The US is fighting multiple wars, under severe pressure from opposition, and is in a financial crisis of its own. Getting involved in what might prove to be a protracted civil war in Libya might in the end prove a greater loss for the US than a gain. Indeed, it is easier to obtain oil from more stable and cooperative oil abundant countries using standard business agreements than to wage war in a region with a fast changing political momentum - the end point of which cannot be predicted at this stage. In this sense, going to war in Iraq constituted a much 'safer' bet that Iraqi oil would be made available for exploitation of US led oil companies. That is, the war on Iraq occurred in a more or less stable geopolitical environment, while going to war in Libya for the same reasons now would be foolish. There is no guarantee that the region will adopt diplomatic stances and forge relationships that are favourable to the US once democracy has been established across the region. In this sense, the conflating the war on Iraq with a military intervention in Libya is misleading - there is a lot more risk associated with the middle east now as it is in a process of grand transition, the true end-state of which cannot be predicted with great certainty at present.

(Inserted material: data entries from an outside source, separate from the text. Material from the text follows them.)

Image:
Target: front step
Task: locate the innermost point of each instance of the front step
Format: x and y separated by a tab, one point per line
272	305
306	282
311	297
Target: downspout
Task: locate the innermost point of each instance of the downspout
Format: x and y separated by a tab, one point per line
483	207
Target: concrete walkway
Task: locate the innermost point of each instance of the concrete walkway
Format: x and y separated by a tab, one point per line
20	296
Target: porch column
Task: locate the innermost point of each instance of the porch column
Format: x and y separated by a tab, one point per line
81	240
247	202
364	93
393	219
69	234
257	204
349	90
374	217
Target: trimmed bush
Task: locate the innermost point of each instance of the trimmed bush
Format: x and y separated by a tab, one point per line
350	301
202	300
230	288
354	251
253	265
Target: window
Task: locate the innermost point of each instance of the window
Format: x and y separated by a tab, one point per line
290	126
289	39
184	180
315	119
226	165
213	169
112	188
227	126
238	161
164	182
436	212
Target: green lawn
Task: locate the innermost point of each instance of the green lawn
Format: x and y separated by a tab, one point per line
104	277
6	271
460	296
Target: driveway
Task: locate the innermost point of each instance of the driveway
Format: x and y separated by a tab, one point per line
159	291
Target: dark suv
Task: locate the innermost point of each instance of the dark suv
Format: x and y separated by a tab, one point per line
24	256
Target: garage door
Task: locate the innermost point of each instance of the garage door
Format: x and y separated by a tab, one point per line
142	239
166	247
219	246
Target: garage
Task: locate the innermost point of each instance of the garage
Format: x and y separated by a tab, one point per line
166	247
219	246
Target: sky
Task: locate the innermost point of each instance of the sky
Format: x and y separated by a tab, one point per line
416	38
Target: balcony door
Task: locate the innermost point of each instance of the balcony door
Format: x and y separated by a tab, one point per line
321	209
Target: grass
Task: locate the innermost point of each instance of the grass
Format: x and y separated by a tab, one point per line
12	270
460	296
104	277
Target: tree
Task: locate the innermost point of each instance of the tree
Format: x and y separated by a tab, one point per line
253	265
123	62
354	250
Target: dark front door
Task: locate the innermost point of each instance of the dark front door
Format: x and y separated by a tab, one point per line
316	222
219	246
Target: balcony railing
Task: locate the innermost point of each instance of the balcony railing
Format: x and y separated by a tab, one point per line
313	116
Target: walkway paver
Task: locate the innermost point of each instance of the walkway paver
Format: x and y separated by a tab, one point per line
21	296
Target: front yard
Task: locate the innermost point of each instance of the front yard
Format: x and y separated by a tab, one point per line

Hedging oil benefits against the cost of war in Libya in the current geopolitical context isn't as simple as it might have been six or seven years ago. The world, and the region has undergone (and is undergoing) significant changes and the risks are too high to reach the convenient conclusion that this is all about oil. This is not to negate that these motivations might be present in some shape or form, but that these motivations are most likely severely misplaced if they are the core reasons for intervening in Libya and it is unlikely that strategists in the White House and the US military are unaware of this - indeed, it may well explain the reluctance of the US military to get involved in the unfolding crisis in Libya, preferring to wait it out on the sidelines and see which way the situation resolves and to get access to Libyan oil through less costly means i.e. when the unfolding civil war has rendered on or both sides weakened and desperate.

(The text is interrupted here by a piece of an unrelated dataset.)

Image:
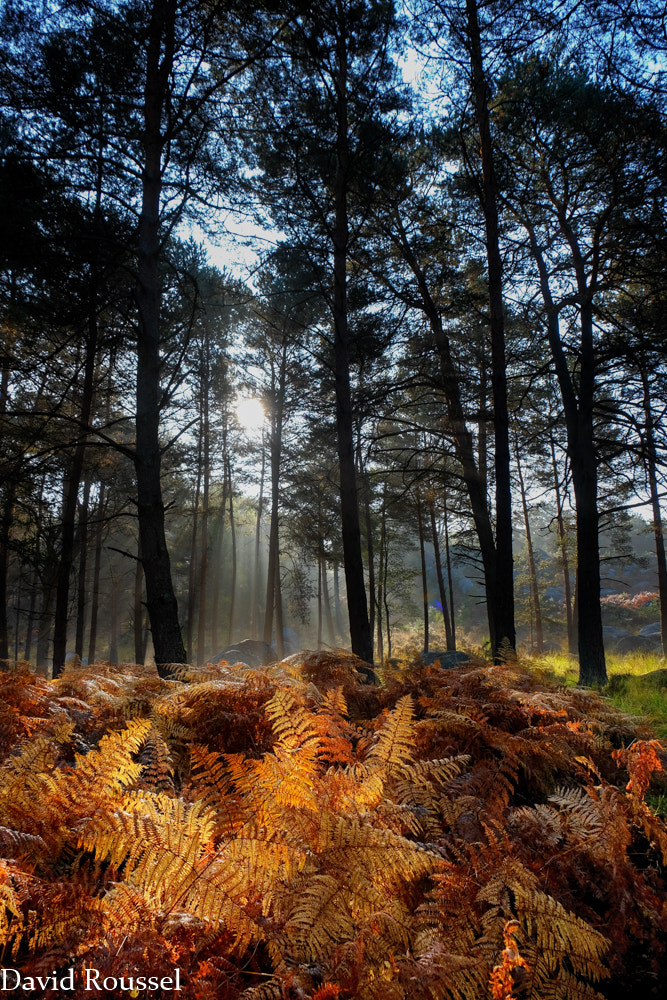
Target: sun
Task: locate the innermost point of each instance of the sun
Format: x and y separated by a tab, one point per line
250	414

Moreover, there is a strain of convenience in the argument that intervention in Libya will constitute another attempt to reassert US dominance and/or obtain access to oil - and an inappropriate 'soapboxing' of old, long-held objections to western and US hegemony being conveniently taken out and polished up using the Libyan crisis (civil war, revolution, whatever) as the brush. Academics and 'experts' often cannot resist the temptation to grandstand their own versions and interpretations of global events and the underlying processes that are at work in generating these events, irrespective of the specific context that governs newly emerging events. The idea that history is repeating itself might be severely misplaced where events in Libya and the middle east are concerned. It simply isn't that simple anymore. It is unlikely that if the UN says no to a no-fly zone, that the US will force its own military into a conflict that it is not interested in becoming involved in. For now there seems to be global and regional agreement that if the UN says no, then there will likely be no intervention in Libya, and we will all stand by and watch Libyans descend into the nightmares of civil war.